EUROPEAN RADIATION RESEARCH 2012

TP53INP1 gene is implicated in radiation-induced senescence

17 Oct 2012, 12:10

20m

Hall "E" (Vietri sul Mare)

oral (15 minutes) Normal Tissue Damage Normal Tissue Damage

Speaker

Dr Hargita Hegyesi (NRIRR "Frédéric Joliot-Curie" National Research Institute for Radiobiology and Radiohygiene)

Description

BACKGROUND AND PURPOSE: Tumor protein 53-induced nuclear protein-1 (TP53INP1) encodes two nuclear protein isoforms (TP53INP1 and TP53INP1) and transcription is activated by p53. Overexpression of TP53INP1 promotes apoptosis and cell cycle arrest in different tumor cell lines. Therefore, TP53INP1 appears as a key element in p53-mediated cell death and cell cycle arrest, induced by cellular stress. Moreover, it was shown that TP53INP1 interacted with p53 and these interactions modified the transcriptional activity of p53 on several target genes such as CDKN1A, PIG-3 and MDM2. The objective of this study was to assess whether TP53INP1 plays a functional role in regulating cellular responses to IR. METHODS: F11hTERT (telomerase immortalized) human fibroblast cells were used in the study. To investigate the role of TP53INP1 in radiation response the gene was silenced by the stable transfection of shRNAs using lentiviral vectors. Cells were irradiated direct and bystander effects were assessed by following survival using colony-forming assay and by investigating mitochondrial DNA deletions by quantitative real time PCR Alterations in cell cycle distribution were analyzed by flow cytometry, while radiation-induced senescence was studied with SA--Gal staining.

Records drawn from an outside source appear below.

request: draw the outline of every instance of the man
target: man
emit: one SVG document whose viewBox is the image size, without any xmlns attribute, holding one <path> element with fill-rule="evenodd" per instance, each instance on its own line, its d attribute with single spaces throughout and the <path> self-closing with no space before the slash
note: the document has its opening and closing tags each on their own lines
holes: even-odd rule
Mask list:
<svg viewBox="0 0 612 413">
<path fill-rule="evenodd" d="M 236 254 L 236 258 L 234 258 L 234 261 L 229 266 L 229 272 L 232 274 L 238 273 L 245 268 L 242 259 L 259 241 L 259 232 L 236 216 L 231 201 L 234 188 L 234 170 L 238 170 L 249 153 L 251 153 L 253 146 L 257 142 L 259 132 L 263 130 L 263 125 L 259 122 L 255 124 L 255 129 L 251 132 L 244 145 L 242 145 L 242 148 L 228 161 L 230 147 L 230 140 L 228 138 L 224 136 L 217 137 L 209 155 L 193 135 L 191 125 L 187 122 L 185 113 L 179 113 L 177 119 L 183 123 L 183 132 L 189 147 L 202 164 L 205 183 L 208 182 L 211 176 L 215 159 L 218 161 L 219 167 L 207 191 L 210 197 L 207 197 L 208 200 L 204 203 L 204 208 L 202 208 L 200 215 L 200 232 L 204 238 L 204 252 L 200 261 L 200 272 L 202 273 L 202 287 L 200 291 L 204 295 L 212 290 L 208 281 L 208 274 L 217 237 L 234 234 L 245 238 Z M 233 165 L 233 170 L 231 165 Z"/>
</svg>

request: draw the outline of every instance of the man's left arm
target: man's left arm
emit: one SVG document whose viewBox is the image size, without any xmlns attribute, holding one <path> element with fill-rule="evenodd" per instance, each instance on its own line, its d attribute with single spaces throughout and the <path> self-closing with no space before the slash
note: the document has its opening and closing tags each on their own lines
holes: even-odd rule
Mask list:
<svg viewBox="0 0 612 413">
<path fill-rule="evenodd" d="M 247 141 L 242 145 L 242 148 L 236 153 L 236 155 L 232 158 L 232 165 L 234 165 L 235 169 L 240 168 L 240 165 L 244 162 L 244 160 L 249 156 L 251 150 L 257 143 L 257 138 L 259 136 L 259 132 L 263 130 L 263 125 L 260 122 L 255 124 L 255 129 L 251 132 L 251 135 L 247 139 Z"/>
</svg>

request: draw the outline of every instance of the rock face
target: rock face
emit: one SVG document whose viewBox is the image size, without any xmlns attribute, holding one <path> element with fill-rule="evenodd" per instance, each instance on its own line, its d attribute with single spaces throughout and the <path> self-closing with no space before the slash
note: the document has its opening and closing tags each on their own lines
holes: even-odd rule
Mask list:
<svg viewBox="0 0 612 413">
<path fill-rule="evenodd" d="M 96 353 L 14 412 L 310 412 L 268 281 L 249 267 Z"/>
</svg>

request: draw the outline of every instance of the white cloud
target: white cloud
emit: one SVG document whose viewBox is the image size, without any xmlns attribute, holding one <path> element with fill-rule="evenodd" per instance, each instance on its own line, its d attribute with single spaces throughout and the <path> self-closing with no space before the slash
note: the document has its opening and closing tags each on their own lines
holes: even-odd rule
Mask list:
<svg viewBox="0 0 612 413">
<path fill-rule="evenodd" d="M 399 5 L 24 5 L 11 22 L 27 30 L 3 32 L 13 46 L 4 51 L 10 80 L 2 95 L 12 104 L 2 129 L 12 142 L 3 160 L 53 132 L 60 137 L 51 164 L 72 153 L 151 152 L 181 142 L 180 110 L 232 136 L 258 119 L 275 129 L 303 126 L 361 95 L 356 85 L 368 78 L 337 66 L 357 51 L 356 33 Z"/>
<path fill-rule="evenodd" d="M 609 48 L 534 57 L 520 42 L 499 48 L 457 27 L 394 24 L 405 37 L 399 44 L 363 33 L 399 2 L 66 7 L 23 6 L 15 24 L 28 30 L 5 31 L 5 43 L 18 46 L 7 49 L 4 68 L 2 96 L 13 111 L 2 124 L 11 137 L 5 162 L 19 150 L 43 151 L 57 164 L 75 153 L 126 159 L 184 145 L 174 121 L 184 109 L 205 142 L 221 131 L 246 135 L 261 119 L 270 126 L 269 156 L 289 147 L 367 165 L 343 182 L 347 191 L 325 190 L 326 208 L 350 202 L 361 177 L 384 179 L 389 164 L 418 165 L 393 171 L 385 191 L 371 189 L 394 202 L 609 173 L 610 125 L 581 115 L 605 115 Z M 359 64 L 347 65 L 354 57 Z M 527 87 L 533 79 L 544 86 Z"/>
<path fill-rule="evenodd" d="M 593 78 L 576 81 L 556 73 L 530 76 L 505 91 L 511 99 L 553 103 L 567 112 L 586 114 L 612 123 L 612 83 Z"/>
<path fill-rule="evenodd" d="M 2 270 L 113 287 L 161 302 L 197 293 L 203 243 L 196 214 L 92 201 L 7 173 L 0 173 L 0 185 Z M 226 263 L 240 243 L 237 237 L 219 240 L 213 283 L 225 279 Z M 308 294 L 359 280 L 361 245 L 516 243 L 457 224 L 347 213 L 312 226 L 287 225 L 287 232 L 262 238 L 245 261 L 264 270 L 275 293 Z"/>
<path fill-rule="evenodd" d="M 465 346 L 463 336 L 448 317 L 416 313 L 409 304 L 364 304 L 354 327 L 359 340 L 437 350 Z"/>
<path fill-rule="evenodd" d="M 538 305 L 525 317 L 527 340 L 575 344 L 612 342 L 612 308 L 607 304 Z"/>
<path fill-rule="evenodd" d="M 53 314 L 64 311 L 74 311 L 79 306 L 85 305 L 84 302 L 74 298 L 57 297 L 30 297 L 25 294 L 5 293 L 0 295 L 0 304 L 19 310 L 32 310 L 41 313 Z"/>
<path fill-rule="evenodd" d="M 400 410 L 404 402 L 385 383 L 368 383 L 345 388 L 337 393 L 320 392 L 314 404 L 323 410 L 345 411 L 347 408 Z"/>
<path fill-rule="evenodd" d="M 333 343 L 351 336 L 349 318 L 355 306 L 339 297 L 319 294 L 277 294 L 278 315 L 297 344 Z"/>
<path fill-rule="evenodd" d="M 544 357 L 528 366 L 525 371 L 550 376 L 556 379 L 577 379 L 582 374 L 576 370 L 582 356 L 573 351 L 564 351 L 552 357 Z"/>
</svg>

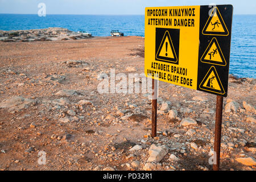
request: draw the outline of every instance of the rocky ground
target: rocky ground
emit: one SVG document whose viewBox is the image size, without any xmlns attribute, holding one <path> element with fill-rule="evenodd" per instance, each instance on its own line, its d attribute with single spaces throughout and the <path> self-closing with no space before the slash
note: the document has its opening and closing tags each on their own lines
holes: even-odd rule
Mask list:
<svg viewBox="0 0 256 182">
<path fill-rule="evenodd" d="M 143 73 L 143 56 L 135 36 L 0 42 L 0 169 L 211 170 L 216 96 L 160 82 L 152 138 L 148 93 L 98 92 L 112 69 Z M 229 78 L 222 170 L 255 169 L 255 89 Z"/>
<path fill-rule="evenodd" d="M 0 40 L 7 42 L 52 41 L 84 39 L 89 33 L 76 32 L 67 28 L 52 27 L 27 30 L 0 30 Z"/>
</svg>

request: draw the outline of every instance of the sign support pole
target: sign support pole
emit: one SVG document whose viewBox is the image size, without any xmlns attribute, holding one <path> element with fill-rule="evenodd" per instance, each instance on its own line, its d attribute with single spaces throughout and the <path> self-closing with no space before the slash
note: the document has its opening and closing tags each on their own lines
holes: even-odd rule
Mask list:
<svg viewBox="0 0 256 182">
<path fill-rule="evenodd" d="M 158 82 L 152 78 L 152 137 L 156 136 Z"/>
<path fill-rule="evenodd" d="M 217 96 L 216 114 L 215 118 L 215 135 L 213 170 L 220 169 L 220 155 L 221 143 L 221 123 L 222 120 L 223 97 Z"/>
</svg>

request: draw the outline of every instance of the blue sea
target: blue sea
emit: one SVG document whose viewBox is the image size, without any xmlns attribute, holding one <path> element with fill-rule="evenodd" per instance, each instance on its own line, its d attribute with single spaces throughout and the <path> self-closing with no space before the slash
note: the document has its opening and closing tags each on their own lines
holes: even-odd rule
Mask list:
<svg viewBox="0 0 256 182">
<path fill-rule="evenodd" d="M 109 36 L 112 30 L 144 36 L 144 15 L 0 14 L 0 30 L 63 27 L 93 36 Z M 233 16 L 229 73 L 256 78 L 256 15 Z"/>
</svg>

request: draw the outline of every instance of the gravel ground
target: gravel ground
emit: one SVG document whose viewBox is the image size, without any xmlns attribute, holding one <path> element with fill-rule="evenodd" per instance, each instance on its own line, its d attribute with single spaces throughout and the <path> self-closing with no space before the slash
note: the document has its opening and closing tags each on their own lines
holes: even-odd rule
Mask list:
<svg viewBox="0 0 256 182">
<path fill-rule="evenodd" d="M 211 170 L 216 96 L 160 82 L 152 138 L 148 93 L 98 91 L 114 71 L 142 86 L 143 38 L 0 42 L 0 169 Z M 222 170 L 255 169 L 255 89 L 230 76 Z"/>
</svg>

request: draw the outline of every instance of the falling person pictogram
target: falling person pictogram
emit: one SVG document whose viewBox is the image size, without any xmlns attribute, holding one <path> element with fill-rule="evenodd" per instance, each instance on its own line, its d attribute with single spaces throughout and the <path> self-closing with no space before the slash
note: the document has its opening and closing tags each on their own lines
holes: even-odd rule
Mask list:
<svg viewBox="0 0 256 182">
<path fill-rule="evenodd" d="M 207 86 L 213 88 L 212 81 L 213 80 L 214 80 L 215 76 L 212 76 L 208 80 L 208 82 L 207 82 Z"/>
<path fill-rule="evenodd" d="M 208 53 L 208 55 L 210 56 L 210 60 L 212 60 L 212 57 L 214 57 L 214 55 L 218 53 L 218 52 L 217 52 L 217 48 L 216 49 L 213 49 L 213 51 L 212 51 Z"/>
<path fill-rule="evenodd" d="M 213 27 L 213 28 L 212 29 L 212 30 L 213 30 L 215 29 L 215 26 L 216 26 L 216 25 L 217 25 L 217 26 L 218 26 L 218 27 L 219 27 L 218 24 L 221 24 L 221 23 L 218 23 L 218 21 L 217 20 L 217 21 L 216 21 L 215 23 L 213 23 L 213 24 L 212 24 L 212 22 L 210 22 L 210 24 L 212 24 L 212 25 L 214 26 L 214 27 Z"/>
</svg>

Autophagy changes were measured by Acridine Orange staining and the expression of TP53INP1, GDF-15, GADD45A and CDKN1A was measured by real-time PCR. RESULTS: We demonstrate here that IR results in dose dependent expressional changes of TP53INP1 in both irradiated and bystander fibroblast cells. We constructed stable fibroblast cell lines in which the expression of TP53INP1 was constitutively knocked-down by RNA interference. TP53INP1 was required for IR induced maximal elevation of CDKN1A and GDF-15 expressions. Likewise, autophagy and senescence was deregulated following irradiation in the absence of TP53INP1. TP53INP1 deficient cells showed resistance of the G2-delay, and the proliferation rate was higher compared with wild type F11hTERTcells. Finaly, we showed that TP53INP1 proficiency is important for clonogenic survival after radiation. CONCLUSIONS: These data reveal novel functional roles for TP53INP1 in cell cycle, survival and responses to IR. Taken together, we concluded that autophagy impairment induces premature senescence through a TP53INP1-dependent manner in primary human fibroblasts.